Building an OCR Service With TesseractJS in AWS Lambda

Tue, Nov 21, 2017

The past few days I was trying to make TesseractJS work in AWS Lambda so that I could do some OCR (Optical Character Recognition) on some images I had stored in an S3 bucket. However I am a bit new to NodeJS and I was running into some difficulties getting it to work in the Lambda environment. In this post I am going to go through some of these issues and how I solved them.

TesseractJS is a OCR library written in pure JavaScript. It can recognize the text in images, as well as provide information about the location of the paragraphs, lines, and words in the document.

We will be using a NodeJS 6.10 runtime in AWS Lambda. And I will be deploying the service with ClaudiaJS.

Downloading the TesseractJS Files

When running TesseractJS to recognize an image, TesseractJS will automatically begin downloading some files, which include tesseract language files, a core library file, and a worker file. These are all files that TesseractJS requires in order to correctly run.

The problem occurs when trying to download these inside AWS Lambda, since Lambda only allows writing to the /tmp/ directory, you will get an error like this in your logs:

Error: EROFS: read-only file system, open 'eng.traineddata'

To solve this issue, we will need to download the TesseractJS repository, unzip it and place it inside our ClaudiaJS project. There are some files that are not needed, such as examples and docs directories, as well as other documentation files.

Additionally, we will need to package the language files along with our ClaudiaJS deployment package. Simply download the necessary language files from the repository, use something like gunzip to extract the contents, and then place them somewhere inside the TesseractJS repository directory we just added inside our ClaudiaJS project, such as a /lang directory.

After this, you should have something like this:

├── claudia.json
├── lambda.js
├── node_modules
├── package.json
└── tesseract
    ├── dist
    ├── lang
    └── src

Then, when requiring TesseractJS in your Lambda function, you will have to specify path parameters for the language files, worker, and core library to TesseractJS, as described in the local installation part of the documentation.

const path = require('path');

const Tesseract = require('tesseract.js').create({
    workerPath: path.join(__dirname, 'tesseract/src/node/worker.js'),
    langPath: path.join(__dirname, 'tesseract/lang/'),
    corePath: path.join(__dirname, 'tesseract/src/index.js')
});

The __dirname variable is what makes it all work. It will point to the package's absolute path inside Lambda (which is something like /var/task) and then will find our language files and load them for TesseractJS.

-> In Node.js, __dirname is always the directory in which the currently executing script resides. Read more

We want our Lambda function to be triggered as soon as an image file (i.e jpg file) is uploaded to our S3 bucket. You can configure an S3 event to the Lambda function from the AWS console, but I find a better and more scalable way is to subscribe the function to a SNS topic instead, and make S3 send events to this topic.

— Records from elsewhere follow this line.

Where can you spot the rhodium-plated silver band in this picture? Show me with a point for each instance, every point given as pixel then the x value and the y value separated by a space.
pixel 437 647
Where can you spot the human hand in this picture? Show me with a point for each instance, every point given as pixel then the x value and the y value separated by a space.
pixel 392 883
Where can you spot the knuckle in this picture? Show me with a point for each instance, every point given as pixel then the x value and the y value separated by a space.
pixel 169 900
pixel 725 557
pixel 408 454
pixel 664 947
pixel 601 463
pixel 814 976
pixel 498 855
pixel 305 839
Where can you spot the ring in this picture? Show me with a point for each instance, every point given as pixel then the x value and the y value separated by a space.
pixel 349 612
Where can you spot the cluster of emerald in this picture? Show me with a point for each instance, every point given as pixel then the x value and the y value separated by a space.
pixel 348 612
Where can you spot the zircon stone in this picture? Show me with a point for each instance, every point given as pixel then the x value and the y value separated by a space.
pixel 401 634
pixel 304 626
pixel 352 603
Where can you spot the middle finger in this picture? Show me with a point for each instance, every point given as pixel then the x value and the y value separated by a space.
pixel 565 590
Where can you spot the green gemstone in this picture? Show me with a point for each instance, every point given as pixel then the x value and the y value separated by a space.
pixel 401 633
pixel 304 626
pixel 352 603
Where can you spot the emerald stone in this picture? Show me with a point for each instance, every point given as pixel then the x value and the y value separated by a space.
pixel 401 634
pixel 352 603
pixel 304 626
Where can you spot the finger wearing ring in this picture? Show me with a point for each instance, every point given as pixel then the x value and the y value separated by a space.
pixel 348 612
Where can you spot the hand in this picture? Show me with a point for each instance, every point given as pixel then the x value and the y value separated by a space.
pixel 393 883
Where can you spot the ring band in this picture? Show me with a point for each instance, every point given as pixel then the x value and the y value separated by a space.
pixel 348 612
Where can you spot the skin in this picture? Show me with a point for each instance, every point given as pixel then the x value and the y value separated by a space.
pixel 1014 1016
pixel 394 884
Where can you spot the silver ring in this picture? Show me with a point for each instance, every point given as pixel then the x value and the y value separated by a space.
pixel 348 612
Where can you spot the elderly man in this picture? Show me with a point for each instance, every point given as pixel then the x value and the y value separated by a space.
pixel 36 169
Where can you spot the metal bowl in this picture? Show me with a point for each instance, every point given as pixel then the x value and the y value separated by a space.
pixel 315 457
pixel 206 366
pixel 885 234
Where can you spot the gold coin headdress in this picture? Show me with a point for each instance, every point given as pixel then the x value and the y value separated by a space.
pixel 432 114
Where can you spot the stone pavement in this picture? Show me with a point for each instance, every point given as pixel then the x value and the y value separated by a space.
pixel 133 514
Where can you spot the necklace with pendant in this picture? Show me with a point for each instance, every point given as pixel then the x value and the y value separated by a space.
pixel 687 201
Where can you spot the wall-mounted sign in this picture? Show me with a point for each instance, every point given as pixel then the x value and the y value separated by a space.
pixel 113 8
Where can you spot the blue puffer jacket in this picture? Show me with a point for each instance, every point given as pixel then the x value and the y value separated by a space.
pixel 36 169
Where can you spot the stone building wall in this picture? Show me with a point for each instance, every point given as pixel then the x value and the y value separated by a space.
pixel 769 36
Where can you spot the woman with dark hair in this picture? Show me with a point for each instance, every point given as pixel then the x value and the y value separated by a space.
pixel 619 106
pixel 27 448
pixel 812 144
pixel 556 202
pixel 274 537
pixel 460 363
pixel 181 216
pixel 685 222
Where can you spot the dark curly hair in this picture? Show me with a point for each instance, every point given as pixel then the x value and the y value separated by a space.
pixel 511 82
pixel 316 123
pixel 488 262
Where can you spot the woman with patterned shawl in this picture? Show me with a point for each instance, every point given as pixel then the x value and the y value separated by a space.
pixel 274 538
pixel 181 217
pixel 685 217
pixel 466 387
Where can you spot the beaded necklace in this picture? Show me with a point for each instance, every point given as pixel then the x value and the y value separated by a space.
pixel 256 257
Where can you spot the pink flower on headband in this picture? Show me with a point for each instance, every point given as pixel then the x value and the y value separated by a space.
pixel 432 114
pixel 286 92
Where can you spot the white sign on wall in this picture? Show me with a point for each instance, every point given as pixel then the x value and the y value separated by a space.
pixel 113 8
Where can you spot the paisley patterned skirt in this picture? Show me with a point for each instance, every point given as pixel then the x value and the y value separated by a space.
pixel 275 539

Head over to the SNS service > topics, and create a new topic and enter a name for it.

Once created, select the Edit topic policy option for the topic and go to Advanced view. Change the policy to something like the following:

SNS Topic Policy

The policy above will allow the bucket to publish S3 events to it.

Configure S3 Bucket to Publish Events

Now go to S3 > your bucket > Properties > Events and add a new notification. We are going to check the ObjectCreate (All) event and add a jpg suffix for the event. Lastly we will configure it to send it to the SNS topic we just created.

Now when the JPG file is uploaded, S3 will publish the event to the SNS topic, which will send it to the Lambda function under the event parameter. We need to parse the JSON data of this event, and we can do so by creating a helper function in our main lambda.js file:

function getSNSMessageObject(msg) {
    var x = msg.replace(/\\/g, '');
    var y = x.substring(1, x.length - 1);
    var z = JSON.parse(y);

    return z;
}

With this function, we can obtain the corresponding bucket and key of the file that was just uploaded:

exports.handler = function(event, context, callback) {
    let snsMessage = getSNSMessageObject(
        JSON.stringify(event.Records[0].Sns.Message));
    let bucket = snsMessage.Records[0].s3.bucket.name;
    let key = snsMessage.Records[0].s3.object.key;

    // ...
};

We will use this information to obtain the image from S3 within our Lamdba function and proceed to process it with TesseractJS.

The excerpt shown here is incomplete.